I went on a series of trips to Canada in the 1990’s:
Alberta to visit aunts, uncles and cousins, see the family farms and the homestead where my Dad was born, and tour the magnificent Rocky Mountains through Banff and Jasper National Parks. The summer solstice was upon us so the days were endlessly long in this northern latitude.
Québec City to sample the flavorful French culture and cuisine. We dined on escargots and reindeer, enjoyed the open-air parks and places, and listened endlessly to Celine Dion songs played everywhere.
Montreal during the annual Juste pour rire festival with the streets teeming with New Vaudevillians performing vocal and visual comedic arts. The Quartier Latin was abuzz with whimsical mischief, revelry, and above all laughter.

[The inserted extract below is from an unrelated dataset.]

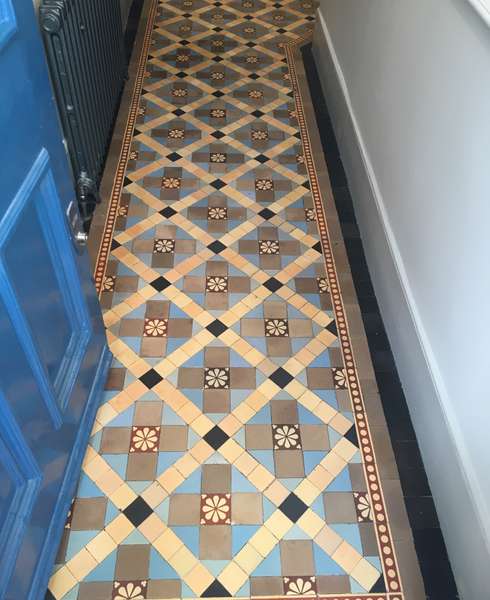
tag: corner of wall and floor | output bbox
[313,2,490,600]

Nova Scotia to view the quaint southern coast towns such as Lunenburg, historic Halifax, and the Evangeline Trail through the French speaking villages along the northwestern Acadian Shore. The remnants of a hurricane passed through the area bringing buckets of windswept rain. It was quite an atmospheric trip!
A total birthday surprise! Paul said he was taking me somewhere for my special day, all he told me to bring was my passport and a backpack. So I showed up at Boston Logan airport and was soon headed to prim & proper Bermuda. A few wonderful days whizzing past bays and beaches on our rented scooters, stopping at pubs eating peas & rice and fish stew, and sampling plenty of rum cocktails. My most fanciful birthday ever!
My mother moved to the Boston area after my first year of high school and I happily spent my summers and holidays in New England. Mom was great about taking full advantage of the region’s culture and history, it was wonderful introduction to living elsewhere.
Despite sharing a larger national identity, there are distinct differences between the Midwest and New England. I discovered new friends, new ways of talking and interacting, found new things to learn and new landscapes to explore.